Monday 8 January 2018

THRESHING

For delivery of threshing sheaves (and not only flax), were built two-wheeled wagons with high suspension and wide-extended sides in the front. Usually, two people are required to move the sheaves. They would take them by the scruff out of the piles by three or four in each hand and throw them into the carriage. One was piling sheaves while another threw them in.
 To place flax bundles, like rye bundles, it had to be done skillfully, although they are not spreading out, like oats bundles.
   While stuffing the box to the brim, workers piled up sheaves in rows along the sides, the heads inside. Then sheaves were brought to the threshing floor, left in the barn, and in the evening, grandfather took kindling and started an oven in the barn. Overnight the sheaves were dried.
    In the morning, they were dropped down to the wooden floor of the barn, and then people sat and beat the sheaves with special mallets. Young people and adolescents were especially fond of threshing or beating of flax. So many competed who will do more, to thresh in the morning 40-50 units was considered quite normal.
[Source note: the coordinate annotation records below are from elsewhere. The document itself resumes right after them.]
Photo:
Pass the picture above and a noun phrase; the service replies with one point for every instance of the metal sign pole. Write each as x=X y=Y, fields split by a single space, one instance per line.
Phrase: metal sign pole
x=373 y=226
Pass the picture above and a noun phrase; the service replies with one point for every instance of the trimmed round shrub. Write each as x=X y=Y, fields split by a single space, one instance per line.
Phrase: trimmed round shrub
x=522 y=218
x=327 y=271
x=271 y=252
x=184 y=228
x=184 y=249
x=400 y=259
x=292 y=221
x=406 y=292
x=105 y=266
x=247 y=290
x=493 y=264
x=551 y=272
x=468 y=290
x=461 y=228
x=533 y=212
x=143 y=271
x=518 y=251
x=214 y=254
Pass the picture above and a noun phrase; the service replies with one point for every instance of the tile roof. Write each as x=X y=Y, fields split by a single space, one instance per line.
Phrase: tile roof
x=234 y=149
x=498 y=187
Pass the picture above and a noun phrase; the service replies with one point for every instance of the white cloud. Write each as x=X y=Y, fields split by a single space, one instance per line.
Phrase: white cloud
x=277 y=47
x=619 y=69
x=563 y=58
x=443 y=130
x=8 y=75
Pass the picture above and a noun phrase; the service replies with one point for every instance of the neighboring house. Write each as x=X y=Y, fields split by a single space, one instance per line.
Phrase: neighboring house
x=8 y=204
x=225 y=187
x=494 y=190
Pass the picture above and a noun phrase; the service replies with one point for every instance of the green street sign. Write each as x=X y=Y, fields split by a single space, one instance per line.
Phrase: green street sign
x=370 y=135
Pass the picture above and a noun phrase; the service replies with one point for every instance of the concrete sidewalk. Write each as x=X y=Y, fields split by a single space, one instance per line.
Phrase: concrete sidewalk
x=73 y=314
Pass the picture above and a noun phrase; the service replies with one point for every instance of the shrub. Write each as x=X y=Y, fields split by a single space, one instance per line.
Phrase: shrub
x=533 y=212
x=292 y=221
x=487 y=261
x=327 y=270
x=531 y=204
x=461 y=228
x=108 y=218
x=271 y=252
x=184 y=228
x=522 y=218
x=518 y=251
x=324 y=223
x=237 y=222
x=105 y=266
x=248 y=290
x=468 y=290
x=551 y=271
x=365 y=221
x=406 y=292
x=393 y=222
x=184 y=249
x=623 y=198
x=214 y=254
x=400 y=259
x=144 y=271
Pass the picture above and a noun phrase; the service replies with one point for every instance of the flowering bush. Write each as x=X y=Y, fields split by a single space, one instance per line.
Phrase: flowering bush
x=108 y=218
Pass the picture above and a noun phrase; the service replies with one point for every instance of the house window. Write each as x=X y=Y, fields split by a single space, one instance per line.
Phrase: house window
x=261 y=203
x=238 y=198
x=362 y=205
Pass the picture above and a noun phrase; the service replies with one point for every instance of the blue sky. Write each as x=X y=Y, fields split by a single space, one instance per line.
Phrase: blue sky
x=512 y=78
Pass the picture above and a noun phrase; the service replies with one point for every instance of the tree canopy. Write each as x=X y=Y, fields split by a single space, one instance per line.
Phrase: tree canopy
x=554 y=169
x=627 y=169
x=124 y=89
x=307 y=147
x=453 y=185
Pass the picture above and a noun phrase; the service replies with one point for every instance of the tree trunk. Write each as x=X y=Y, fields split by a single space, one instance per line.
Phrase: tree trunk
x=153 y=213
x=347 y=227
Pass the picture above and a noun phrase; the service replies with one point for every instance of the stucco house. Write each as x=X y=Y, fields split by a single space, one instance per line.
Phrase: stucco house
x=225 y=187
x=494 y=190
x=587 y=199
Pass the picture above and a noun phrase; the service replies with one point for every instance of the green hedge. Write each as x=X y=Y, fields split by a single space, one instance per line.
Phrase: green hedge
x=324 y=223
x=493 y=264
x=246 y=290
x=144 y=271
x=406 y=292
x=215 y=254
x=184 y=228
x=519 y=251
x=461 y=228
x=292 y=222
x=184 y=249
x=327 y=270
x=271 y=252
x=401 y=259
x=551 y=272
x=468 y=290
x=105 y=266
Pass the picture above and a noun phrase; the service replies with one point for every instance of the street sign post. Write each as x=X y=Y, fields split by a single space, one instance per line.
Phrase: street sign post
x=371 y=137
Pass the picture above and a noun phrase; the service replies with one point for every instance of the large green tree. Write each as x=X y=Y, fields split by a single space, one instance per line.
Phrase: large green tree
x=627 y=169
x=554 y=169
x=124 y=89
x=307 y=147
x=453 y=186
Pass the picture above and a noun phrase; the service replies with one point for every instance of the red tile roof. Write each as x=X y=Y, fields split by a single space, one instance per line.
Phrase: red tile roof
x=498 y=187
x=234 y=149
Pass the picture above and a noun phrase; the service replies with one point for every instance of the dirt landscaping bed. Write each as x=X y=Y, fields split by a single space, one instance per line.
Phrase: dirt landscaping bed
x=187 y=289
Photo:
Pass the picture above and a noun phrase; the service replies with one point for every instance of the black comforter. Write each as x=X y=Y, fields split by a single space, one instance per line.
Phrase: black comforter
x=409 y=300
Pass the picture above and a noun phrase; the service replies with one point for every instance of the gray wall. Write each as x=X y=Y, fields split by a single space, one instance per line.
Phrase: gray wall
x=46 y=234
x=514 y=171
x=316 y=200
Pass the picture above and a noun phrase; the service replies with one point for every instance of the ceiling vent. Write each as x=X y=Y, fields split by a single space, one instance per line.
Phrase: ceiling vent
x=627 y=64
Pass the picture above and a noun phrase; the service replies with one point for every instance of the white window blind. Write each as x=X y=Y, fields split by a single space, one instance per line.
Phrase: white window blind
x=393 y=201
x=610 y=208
After that, threshed bundles were neatly folded on the pass in the threshing floor and even directly on the carriage to take them back on the field for lying down.
    Flax seeds and an unsifted mass of seed pods are raked into a pile, carefully brushed with a broom and aired. For the draft in the threshing floor were built small side gates were. Sometimes, when there was no wind, it was summoned with soft whistling; some people believed in such a method.
   Thousands of pagan, poetic details and large and small rituals accompanied each stage of labour. Sifted flax seeds were heavy, dark brown; it was said that they "flow." And indeed, they flowed. Like water, it finds even the smallest hole in the shelf or in the bag (again, the hostess should be able to weave sturdy canvas, and the owner must be a good carpenter).
   In the postwar period, flax threshing and breaking were done by machines and combing. To expedite matters, it is not even always thrashed and left on the strip. At one time, flax was threshed in a very original, albeit controversial, way: spread out on the paved road and rolled flax heads with the truck or tractor wheels.